Com relação ao câmbio, o dólar tende a perder força em relação às principais moedas com a pausa no ciclo de alta da taxa de juros nos EUA. Nesse ambiente, os fundamentos do setor externo do país (elevado superávit comercial e retomada no fluxo do investimento estrangeiro ao país) e o elevado diferencial de juros, mesmo sob um ciclo de queda na taxa Selic, justificariam alguma valorização do BRL no horizonte de 12 meses. No entanto, a crescente incerteza gerada pelo governo (arcabouço fiscal que privilegia expansão real do gasto público e pressiona a carga tributária, intenção de alterar a meta de inflação e a intenção de revisar as reformas estruturais) é um ponto de atenção e que pode manter os investidores cautelosos. No médio prazo, a expectativa é de um BRL relativamente depreciado.

Politicamente, há em curso 2 projetos preferenciais declarados pelo governo: a reforma tributária e a revisão de leis de austeridade fiscal/econômica dos governos Temer-Bolsonaro. Enquanto a reforma tributária pleiteia principalmente uma mudança substancial da correção da tabela do Imposto de Renda e unificação de tributos estaduais e municipais, a forma como isso será ocorrerá ainda é incerta e já gera desavenças fundamentais para consecução de seu apoio político. Com relação à revisão das leis de austeridade fiscal/econômica, colocar-se-ão à prova os fundamentos da reforma trabalhista, lei das estatais, lei do saneamento, marco das ferrovias, independência do Bacen (além da meta de inflação), TLP e BNDES, Lei das S/As, dentre outras.

Conclusões 
Por ora, os efeitos internacionais para economia brasileira mostram-se controlados. Internamente, um cenário melhor do que o esperado se erige: inflação em patamares próximos à meta, taxa de juros com perspectiva de queda, aumento de emprego e renda, câmbio controlado, entre outros fatores devem continuar impulsionando a economia.

A atividade econômica seguirá em grande parte lastreada pelos bons frutos do agronegócio, uma vez que nova safra recorde deverá ser registrada este ano. Por usa vez, a injeção de renda e crédito devem aumentar o consumo, impactando positivamente o setor de serviços e varejo. A indústria, porém, segue em baixa, tentando conseguir em grande parte de seus esforços subsídios ou queda de juros para seu financiamento.

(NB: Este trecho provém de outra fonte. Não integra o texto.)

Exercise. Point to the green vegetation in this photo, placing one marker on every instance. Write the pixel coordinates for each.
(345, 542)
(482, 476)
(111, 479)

No plano político, contudo, ainda se mantém um clima de incertezas muito grande, já que até o momento, o governo federal não viabilizou nenhuma das mudanças propostas em campanha, perdeu grandes disputas políticas, como mostrou o caso da reversão do posicionamento dos decretos de saneamento, ou mesmo dos acontecimentos recentes de embate entre Congresso e Executivo e das propostas que ainda seguem com apoio político e institucional, o desdobramento tende a tirar efeitos de produtividade para economia.


1. Para lembrar, conforme elencado pelo último relatório do Projeto Infra 2038, nos últimos quatro anos criaram-se a Lei das Agências, Lei de Liberdade Econômica, Lei de Ambiente de Negócios, Novo Marco de Telecomunicações, Desoneração de IoT, Aperfeiçoamento do Leilão do 5G, Norma sobre Antenas , Lei do Novo Regime de Outorga de Ferrovias, BR do Mar ou Lei da Cabotagem, Lei de Liberalização do Setor Aéreo , Lei do Gás, Lei de Venda Direta do Produtor de Etanol, a lei pró-consumidor do Setor Elétrico e a Nova Lei de Licitações e Contratos Administrativos, além de diversas iniciativas infralegais e regulatórias.